Not based purely on data. In community practice, outcomes like job placement, income, and role responsibility correlate far more with specialty choice, training quality, and location than with degree letters. Employers routinely hire DOs and MDs interchangeably. Prestige matters far less outside academic medicine, and patient awareness of MD vs DO is limited in many regions.

3. Are newer DO schools worse for academic career prospects than older ones?
Typically yes, from a pure data perspective. Older DO schools are more likely to have established research infrastructure, stronger alumni networks in academic positions, and more robust affiliations with university hospitals. Newer schools often lack that depth initially. If you want an academic trajectory as a DO, attending a more established osteopathic institution or one with strong ACGME ties generally improves your odds.

4. Does doing an ACGME (formerly “MD”) residency erase the DO disadvantage for academic careers?
It narrows but does not completely erase it. A DO who trains at a strong ACGME academic program, especially with solid research output and strong letters, can compete head‑to‑head with MDs for faculty roles. However, MDs from high‑prestige schools and similar residencies still tend to have a smoother path to top‑tier academic centers, largely due to brand effects and existing networks.

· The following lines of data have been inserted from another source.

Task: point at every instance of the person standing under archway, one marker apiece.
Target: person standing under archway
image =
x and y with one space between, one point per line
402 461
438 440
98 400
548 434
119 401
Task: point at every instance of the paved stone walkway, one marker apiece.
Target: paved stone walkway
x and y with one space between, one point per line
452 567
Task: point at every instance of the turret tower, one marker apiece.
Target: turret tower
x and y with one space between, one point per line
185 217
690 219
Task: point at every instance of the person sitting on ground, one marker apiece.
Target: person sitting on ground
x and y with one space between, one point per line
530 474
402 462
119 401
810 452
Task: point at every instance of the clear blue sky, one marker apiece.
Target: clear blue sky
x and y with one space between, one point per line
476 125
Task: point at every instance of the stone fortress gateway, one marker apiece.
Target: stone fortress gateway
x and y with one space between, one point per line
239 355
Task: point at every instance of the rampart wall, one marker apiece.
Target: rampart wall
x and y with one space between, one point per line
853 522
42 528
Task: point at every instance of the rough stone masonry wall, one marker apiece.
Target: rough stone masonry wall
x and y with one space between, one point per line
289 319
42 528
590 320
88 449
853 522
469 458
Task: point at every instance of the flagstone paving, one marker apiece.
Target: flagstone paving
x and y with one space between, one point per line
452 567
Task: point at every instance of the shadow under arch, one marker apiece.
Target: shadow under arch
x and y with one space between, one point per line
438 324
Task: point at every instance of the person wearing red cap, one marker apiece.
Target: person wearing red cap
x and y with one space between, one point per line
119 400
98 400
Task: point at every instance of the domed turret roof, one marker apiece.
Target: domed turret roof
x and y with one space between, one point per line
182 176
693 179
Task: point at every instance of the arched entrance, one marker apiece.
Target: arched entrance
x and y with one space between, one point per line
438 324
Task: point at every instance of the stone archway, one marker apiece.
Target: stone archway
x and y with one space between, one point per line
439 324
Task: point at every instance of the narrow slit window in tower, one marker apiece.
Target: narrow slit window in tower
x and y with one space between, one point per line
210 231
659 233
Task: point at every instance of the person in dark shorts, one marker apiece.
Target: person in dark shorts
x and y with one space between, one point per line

5. If I am a DO student aiming for academics, what is the single highest‑yield move I can make?
Maximize your research and scholarly output early and consistently. The data are clear: faculty hiring and promotion correlate heavily with publications and demonstrable academic productivity. A DO with a robust research portfolio from med school onward looks far more competitive to academic committees than a DO with only strong clinical metrics. Ideally pair this with an academic‑leaning residency and at least one mentor with a solid academic track record.

With this statistical map in your hands, you are better positioned to choose your degree path and design your training strategy. The next step is tactical: identifying specific schools, programs, and mentors that match the academic or community future you want. That, however, is a separate analysis.